Moreover, the First Amendment protects more than just amiable communications. See, Norwell v. City of Cincinnati, 414 U.S. 14, 94 S.Ct. 187, 38 L.Ed.2d 170 (1973); Gooding v. Wilson, 405 U.S. 518, 92 S.Ct. 1103, 31 L.Ed.2d 408 (1972); Terminiello v. City of Chicago, 337 U.S. 1, 69 S.Ct. 894, 93 L.Ed. 1131 (1948); Chaplinsky v. New Hampshire, 315 U.S. 568, 62 S.Ct. 766, 86 L.Ed. 1031 (1942).

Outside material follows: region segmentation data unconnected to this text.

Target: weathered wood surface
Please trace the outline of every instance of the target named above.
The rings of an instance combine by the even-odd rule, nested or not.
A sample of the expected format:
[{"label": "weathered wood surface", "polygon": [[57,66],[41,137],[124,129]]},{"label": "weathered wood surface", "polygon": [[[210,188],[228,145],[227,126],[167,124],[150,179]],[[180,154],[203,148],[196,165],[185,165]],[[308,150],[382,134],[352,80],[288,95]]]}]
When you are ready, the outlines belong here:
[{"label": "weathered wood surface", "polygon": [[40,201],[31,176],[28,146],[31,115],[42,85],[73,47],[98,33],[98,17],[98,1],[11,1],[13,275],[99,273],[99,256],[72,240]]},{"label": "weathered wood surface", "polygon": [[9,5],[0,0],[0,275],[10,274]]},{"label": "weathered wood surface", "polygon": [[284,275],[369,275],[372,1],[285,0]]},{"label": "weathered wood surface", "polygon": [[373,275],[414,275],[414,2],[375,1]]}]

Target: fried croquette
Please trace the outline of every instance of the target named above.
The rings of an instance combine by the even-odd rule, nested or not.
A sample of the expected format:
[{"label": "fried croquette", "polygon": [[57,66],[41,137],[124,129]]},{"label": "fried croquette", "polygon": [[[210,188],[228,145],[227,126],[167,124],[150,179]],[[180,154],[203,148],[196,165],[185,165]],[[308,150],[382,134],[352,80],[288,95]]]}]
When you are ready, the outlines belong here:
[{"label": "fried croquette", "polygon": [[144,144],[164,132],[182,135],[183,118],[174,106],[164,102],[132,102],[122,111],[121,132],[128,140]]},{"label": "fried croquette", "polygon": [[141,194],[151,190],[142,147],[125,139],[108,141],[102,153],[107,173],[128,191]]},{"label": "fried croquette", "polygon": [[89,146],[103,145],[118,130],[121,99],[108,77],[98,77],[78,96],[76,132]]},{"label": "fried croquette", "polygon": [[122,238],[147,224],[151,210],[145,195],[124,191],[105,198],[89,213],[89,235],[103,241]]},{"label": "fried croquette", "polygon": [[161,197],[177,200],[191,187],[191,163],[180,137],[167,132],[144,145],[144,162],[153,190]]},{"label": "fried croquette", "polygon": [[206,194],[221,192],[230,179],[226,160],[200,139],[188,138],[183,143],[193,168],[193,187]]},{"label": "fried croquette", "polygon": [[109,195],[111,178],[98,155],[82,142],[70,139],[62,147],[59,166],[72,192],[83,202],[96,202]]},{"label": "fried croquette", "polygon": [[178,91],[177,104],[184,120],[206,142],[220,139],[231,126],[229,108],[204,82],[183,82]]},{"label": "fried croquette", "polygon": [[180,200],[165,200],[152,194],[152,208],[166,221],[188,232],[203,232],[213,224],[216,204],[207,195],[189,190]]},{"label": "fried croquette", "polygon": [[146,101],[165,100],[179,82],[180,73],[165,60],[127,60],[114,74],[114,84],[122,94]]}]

A telephone harassment statute should be carefully tailored to avoid constitutional vulnerability on the ground that it needlessly penalizes free speech.

Applying these principles here, I am forced to conclude that, depending on how it is construed by the Connecticut Supreme Court, Conn.Gen.Stat. § 53a-183(a)(3) (Rev. 1958, Supp.1979), might be constitutionally vulnerable for overbreadth. Since we are precluded from construing this state statute, Gooding v. Wilson, 405 U.S. at 520, 92 S.Ct. at 1105, and a narrow construction by the Connecticut Supreme Court would lead to the statute’s being upheld as applied to the facts of this case, I concur in the result reached by the majority. Should the Connecticut Supreme Court, however, interpret the statute broadly to encompass constitutionally protected free speech, as distinguished from obscene, threatening or speechless telephone calls made with intent to harass the recipient, I would then feel compelled to declare the statute unconstitutional on its face.

. The Connecticut Supreme Court denied certification without opinion, State v. Gormlev, 174 Conn. 803, 382 A.2d 1332 (1978). This denial reflects nothing on the Connecticut Supreme Court’s opinion of the merits of this case. “[A] denial of certification does not necessarily indicate our approval either of the result reached by the Appellate Division or of the opinion rendered by it.” State v. Chisholm, 155 Conn. 706, 707, 236 A.2d 465, 466 (1968). Accord, State v. Doscher, 172 Conn. 592, 376 A.2d 359 (1977).